Carrying Our Crosses

I’ve made a tentative commitment to participate in the March for Life down in Washington in January of 2007. To be honest, I’m not going because I think it’s a worthwhile activity but only because it might be interesting.

The Bible doesn’t tell us that we properly confront evil by putting on spectacles to amuse those who serve the Principalities and Powers. The Bible tells us we properly confront evil by taking on suffering as our Lord did. For example, we Christians could refuse to accept the benefits of a system which is doing great evil.

The general situation in the United States, and I over-simplify greatly, is that a pro-life Christian who has a heart attack will rush to the hospital to be treated in room 107 while abortions are being performed in room 103. Meanwhile, down the street in the research laboratory of the same hospital, experiments are being performed upon parts of aborted babies or upon test-tube babies.

After recovering, that heart-attack victim goes down to Washington to march for his pro-life beliefs. As he marches, the television cameras happen to catch him and one of the knowing hospital administrators in his home-town just smiles as he thinks to himself, “He marches when it only costs him a little sleep and a couple of days, but wait until he has another medical problem. He’ll come crawling back to us, begging for us to add another few years to his miserable life. And when we can’t extend his life anymore, he’ll claim he’s carrying his cross as he suffers the same natural pains and discomforts which my Golden Retriever so nobly bears.”

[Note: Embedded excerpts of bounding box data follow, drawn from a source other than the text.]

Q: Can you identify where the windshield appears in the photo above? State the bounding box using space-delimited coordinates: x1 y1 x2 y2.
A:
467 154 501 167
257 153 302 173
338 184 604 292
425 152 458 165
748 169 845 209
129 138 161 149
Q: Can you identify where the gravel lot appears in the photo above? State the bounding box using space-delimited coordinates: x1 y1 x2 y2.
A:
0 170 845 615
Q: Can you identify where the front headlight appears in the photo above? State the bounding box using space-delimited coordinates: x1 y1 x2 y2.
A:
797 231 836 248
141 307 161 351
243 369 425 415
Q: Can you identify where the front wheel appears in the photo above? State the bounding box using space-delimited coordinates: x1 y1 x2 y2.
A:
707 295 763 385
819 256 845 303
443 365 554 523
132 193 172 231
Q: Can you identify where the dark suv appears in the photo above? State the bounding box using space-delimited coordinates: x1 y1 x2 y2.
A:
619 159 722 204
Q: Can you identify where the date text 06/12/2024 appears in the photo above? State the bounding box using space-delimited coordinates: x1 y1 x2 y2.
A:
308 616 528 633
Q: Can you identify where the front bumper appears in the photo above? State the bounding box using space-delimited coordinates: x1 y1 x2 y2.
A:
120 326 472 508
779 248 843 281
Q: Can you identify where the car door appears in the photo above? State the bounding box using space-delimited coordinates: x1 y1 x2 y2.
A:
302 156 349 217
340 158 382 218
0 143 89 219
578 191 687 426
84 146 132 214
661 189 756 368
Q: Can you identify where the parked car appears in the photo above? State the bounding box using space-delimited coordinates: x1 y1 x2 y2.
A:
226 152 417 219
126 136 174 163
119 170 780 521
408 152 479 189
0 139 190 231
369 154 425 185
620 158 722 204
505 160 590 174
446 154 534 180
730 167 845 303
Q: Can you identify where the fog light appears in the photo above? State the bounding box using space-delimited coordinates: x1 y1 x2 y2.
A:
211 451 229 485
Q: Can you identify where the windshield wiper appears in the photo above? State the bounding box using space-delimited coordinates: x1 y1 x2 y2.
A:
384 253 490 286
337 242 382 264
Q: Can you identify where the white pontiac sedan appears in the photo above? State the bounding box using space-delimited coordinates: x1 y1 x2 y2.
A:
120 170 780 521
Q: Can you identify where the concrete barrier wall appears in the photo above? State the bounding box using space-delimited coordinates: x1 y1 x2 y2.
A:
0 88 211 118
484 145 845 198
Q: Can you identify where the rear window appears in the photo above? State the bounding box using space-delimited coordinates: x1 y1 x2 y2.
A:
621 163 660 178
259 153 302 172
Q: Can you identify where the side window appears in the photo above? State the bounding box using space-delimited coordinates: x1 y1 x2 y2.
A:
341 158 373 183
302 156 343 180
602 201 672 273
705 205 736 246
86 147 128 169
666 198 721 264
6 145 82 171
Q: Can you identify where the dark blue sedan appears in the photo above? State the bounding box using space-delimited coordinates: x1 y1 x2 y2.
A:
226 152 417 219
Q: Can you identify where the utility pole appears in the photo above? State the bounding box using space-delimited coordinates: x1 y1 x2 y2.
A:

A decision of this magnitude, to take on sufferings and death when a cure is available from institutions doing both good and evil, is not to be made lightly. But we might well risk our salvation, and certainly prove disloyal to our Lord Jesus Christ, if we delay this decision indefinitely — effectively, refusing to follow our Lord in carrying our crosses.

We live like pagans, screening our major decisions first of all by a cowardly sort of prudence and then trying to make the possibilities that survive consistent with the Ten Commandments and the Sermon on the Mount. But we may have failed to be Christians even on that secondary basis because the acts appropriate to Christians in the modern age might well involve a true carrying of the cross, a martyrdom of sorts. Those acts don’t survive the standards of our cowardly forms of prudence. To make it worse, we do expect others less lucky than us to be willing to make serious sacrifices to live up to our moral standards. For example, we sit and laugh at television shows that insult people and often lower their self-esteem and then expect the damaged women to make the sacrifice of bearing the babies they conceive when they live down to their self-esteem.

It’s time for us Christians to show we’re willing to make the sacrifices implied by our stated beliefs, time for us to worry less about the sins of other people and more about our own sins, including our willingness to accept the financial and other benefits of institutions doing great evil down the hallway from the room where we seek relief from our latest medical problem.

I’ll end by noting that I’ve always enjoyed good health and I hate speaking like this, knowing full well that others have problems from which they suffer greatly. But I speak not my own opinion so much as I speak to the meaning of the sufferings and death of our Lord Jesus Christ.